Nevertheless, he asked the waitress to sit down; said that he would like to ask her something, and gave her a bank-note. The woman looked bored, lit a cigarette and scratched herself, but took the money swiftly and slumped on to the chair.

‘Were you born here?’ the stranger asked. ‘Are you married? How old are you?’

He could see that Delina-the-waitress felt his nosiness to be unnecessary, but she answered nevertheless. Yes, she was born in this village, and eloped with her husband to get married, and now she was thirty-seven years old. Her husband had died; knifed in the streets of the capital some ten years ago, good riddance. A bad man: who had beaten her a lot and drunk all their money. His name had been Zmiri.

The stranger was silent for so long that Delina got up to go, but she sat down again with a sigh when the stranger asked her to. There was something else he wanted to know.

‘Do you know a woman who has the same name as you, who is the same age and who has moved away? Gone somewhere, studied?’ There is one. She got a scholarship from some aid organisation and left.
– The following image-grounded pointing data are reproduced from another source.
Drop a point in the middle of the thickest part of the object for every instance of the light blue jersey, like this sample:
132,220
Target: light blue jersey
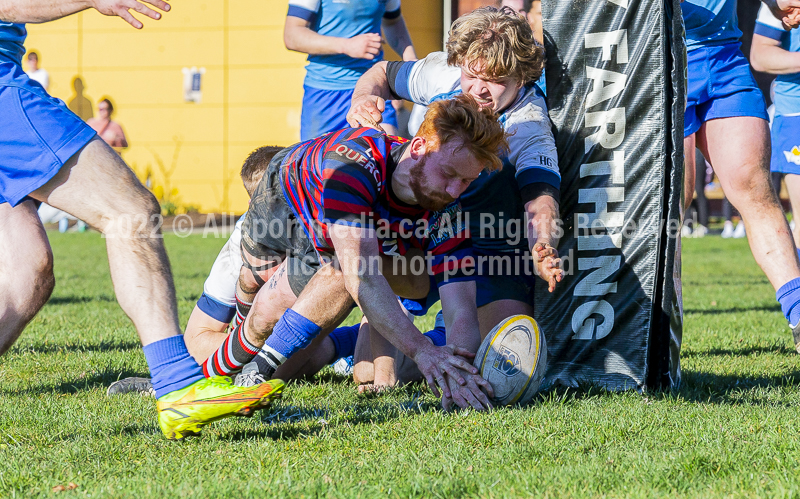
710,22
787,87
342,19
12,39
She’s married to a foreigner. They come here sometimes.’ The stranger did not wish to meet anyone else in that village. He circled the buildings back to a path that led toward the nearest town.

On the way, he passed the graveyard, and all he had to do was cast a glance over the low fence to see yet another possibility. In the corner was a solitary grave whose inhabitant had died at the age of nineteen, eighteen years ago. And from somewhere there appeared, once again, a begging child, who was able to tell him that this Delina had drowned in a mountain lake.

The stranger had nightmares about Delina for the rest of his life, and he believed he deserved them.